Réunis à Dakar, au Sénégal, dans le cadre de le « Semaine de la mobilité et du climat », les acteurs africains ont saisi l’opportunité du 4ème Sommet Climate Chance pour annoncer une feuille de route.
Nous, représentants des collectivités territoriales et des acteurs non étatiques d’Afrique, réunis lors du 4ème sommet Climate Chance Afrique, du 4 au 6 octobre 2022, dans le cadre de la Semaine de la mobilité durable et du climat de Dakar :
Soulignons que cette rencontre est le dernier évènement majeur sur les défis du changement climatique en Afrique organisé en amont de la 27ème conférence des parties (COP 27), en Égypte, où le financement de l’adaptation et des pertes et dommages seront au cœur des négociations et où l’importance de développer des actions d’ampleur sur le continent africain sera fortement rappelée.
Rappelons donc l’importance d’une prise en compte par les États-Parties des propositions et demandes des acteurs des territoires, dont l’expérience et la capacité de mettre en œuvre des solutions concrètes sont au cœur des réponses à apporter face aux défis du changement climatique.
Inscrivons ces priorités dans la suite des messages développés lors des précédents sommets Climate Chance africains (Agadir 2017, Abidjan 2018, Accra 2019), véritables “pré-COP” non étatiques et en cohérence et synergie avec les déclarations spécifiques d’autres grands évènements de rassemblement des acteurs territoriaux, en particulier le Sommet Africités de mai 2022 à Kisumu au Kenya et la déclaration des collectivités et organisations de la société civile africaine réunies à Saly au Sénégal en juillet 2022.
Nous réaffirmons donc en complément de la déclaration “chapeau” de la Semaine de la Mobilité Durable et du Climat de Dakar :
1 – L’urgence absolue de la lutte contre le changement climatique, après une année 2022 particulièrement difficile, où les catastrophes liées à ce dérèglement auront été nombreuses, frappant d’abord les pays et les populations les plus vulnérables.
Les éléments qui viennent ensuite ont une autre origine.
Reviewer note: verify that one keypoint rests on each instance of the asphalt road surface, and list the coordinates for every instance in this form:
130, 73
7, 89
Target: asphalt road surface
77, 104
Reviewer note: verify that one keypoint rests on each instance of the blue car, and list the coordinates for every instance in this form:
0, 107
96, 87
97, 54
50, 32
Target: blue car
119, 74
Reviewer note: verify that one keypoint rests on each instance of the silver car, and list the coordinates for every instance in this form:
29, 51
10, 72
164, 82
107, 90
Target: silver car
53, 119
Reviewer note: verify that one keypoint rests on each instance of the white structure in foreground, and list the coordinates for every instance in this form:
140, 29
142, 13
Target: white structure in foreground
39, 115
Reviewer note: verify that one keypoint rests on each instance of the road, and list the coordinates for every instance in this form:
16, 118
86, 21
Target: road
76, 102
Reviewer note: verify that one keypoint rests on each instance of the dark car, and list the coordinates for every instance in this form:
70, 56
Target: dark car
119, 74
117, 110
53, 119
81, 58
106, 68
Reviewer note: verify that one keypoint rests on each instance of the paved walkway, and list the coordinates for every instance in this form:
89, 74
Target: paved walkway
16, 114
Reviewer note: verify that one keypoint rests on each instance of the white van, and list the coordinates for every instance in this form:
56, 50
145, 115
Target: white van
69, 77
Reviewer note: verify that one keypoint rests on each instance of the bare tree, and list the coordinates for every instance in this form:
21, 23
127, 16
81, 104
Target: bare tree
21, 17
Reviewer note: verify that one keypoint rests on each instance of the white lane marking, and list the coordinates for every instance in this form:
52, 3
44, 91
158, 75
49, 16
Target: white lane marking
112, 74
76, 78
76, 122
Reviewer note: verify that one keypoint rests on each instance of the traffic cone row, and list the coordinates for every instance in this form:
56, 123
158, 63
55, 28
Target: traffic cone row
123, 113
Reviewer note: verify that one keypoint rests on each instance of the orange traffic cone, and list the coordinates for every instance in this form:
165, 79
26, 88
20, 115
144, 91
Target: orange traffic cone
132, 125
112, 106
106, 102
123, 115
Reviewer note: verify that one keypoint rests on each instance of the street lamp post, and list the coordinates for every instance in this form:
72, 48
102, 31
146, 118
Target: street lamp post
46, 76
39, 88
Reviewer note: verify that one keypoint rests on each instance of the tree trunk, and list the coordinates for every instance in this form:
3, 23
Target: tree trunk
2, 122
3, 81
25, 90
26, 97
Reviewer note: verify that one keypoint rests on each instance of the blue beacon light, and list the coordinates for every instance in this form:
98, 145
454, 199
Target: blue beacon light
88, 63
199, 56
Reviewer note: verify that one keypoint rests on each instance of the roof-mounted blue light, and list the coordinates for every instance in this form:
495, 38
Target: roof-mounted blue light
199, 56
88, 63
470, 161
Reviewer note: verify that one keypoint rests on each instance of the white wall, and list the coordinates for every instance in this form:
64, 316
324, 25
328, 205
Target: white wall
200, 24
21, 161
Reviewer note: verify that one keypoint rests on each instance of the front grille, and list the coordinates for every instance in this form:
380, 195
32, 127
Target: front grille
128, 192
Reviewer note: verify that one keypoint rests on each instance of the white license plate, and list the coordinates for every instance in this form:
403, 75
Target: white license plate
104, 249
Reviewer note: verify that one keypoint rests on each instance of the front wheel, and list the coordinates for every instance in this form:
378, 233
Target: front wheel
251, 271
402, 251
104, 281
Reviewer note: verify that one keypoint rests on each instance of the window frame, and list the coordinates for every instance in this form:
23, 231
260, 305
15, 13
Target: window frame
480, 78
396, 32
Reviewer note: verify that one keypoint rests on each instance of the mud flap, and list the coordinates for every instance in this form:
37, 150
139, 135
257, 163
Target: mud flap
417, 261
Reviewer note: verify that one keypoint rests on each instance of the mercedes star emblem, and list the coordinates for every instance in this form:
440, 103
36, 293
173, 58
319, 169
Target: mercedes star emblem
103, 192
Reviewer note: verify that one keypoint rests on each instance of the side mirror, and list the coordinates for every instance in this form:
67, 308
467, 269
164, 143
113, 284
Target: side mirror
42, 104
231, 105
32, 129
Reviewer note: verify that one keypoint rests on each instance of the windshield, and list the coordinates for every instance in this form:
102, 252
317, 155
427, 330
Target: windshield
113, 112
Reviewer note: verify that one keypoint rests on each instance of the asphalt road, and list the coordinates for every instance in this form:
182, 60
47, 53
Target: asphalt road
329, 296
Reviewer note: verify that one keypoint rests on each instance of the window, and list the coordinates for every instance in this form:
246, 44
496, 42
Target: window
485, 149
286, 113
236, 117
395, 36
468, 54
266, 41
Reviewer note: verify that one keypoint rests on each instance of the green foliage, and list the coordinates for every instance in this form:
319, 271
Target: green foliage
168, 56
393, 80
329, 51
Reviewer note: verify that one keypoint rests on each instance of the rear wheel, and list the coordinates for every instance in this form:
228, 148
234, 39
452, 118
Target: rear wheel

Nul ne peut aujourd’hui contester les diagnostics posés par la communauté scientifique internationale, rassemblées dans le GIEC, et leurs préconisations se doivent d’être suivies, notamment l’importance d’une stabilisation des températures au plus proche de 1,5°C.
2 – Dans ce contexte, l’Afrique souffre particulièrement d’un réchauffement dont elle ne porte pas la responsabilité. Aussi le financement, à la hauteur des enjeux, des politiques d’adaptation et des pertes et dommages des pays les plus vulnérables, doit être une priorité de la communauté internationale et des pays les plus émetteurs de gaz à effet de serre.
3 – Les politiques d’actions climatiques ne peuvent réussir que si elles prennent en compte les questions de justice sociale et d’égalité de genre, en intégrant les besoins des groupes les plus exclus, notamment les peuples autochtones, les femmes et les jeunes, pourtant porteurs de solutions très adaptées aux réalités locales. Alors que l’ONU vient de reconnaitre le droit humain à un environnement propre, sain et durable comme droit humain universel, nous rappelons la nécessité de mettre en cohérence et en synergie les Agendas du climat et des objectifs de développement durable (ODD).
4 – L’année 2022 est celle où se tiennent les COP des trois conventions de RIO, sur la biodiversité, le climat et la désertification. C’est au niveau des territoires que cette convergence peut être le mieux assurée. Nous notons avec intérêt la volonté exprimée par nombre de parties de travailler à une convergence de ces trois conventions. Nous insistons tout particulièrement sur l’importance de prendre en compte et de financer les propositions élaborées lors de la COP désertification à Abidjan, et sur les possibilités offertes par la nature, tant dans les politiques d’adaptation que de captation du carbone. En ce sens, la préservation et le renforcement des ceintures de mangroves et du couvert forestier sont des enjeux majeurs, passant par la mobilisation de tous les acteurs concernés, peuples autochtones et populations locales, élus territoriaux, ONG, filières économiques.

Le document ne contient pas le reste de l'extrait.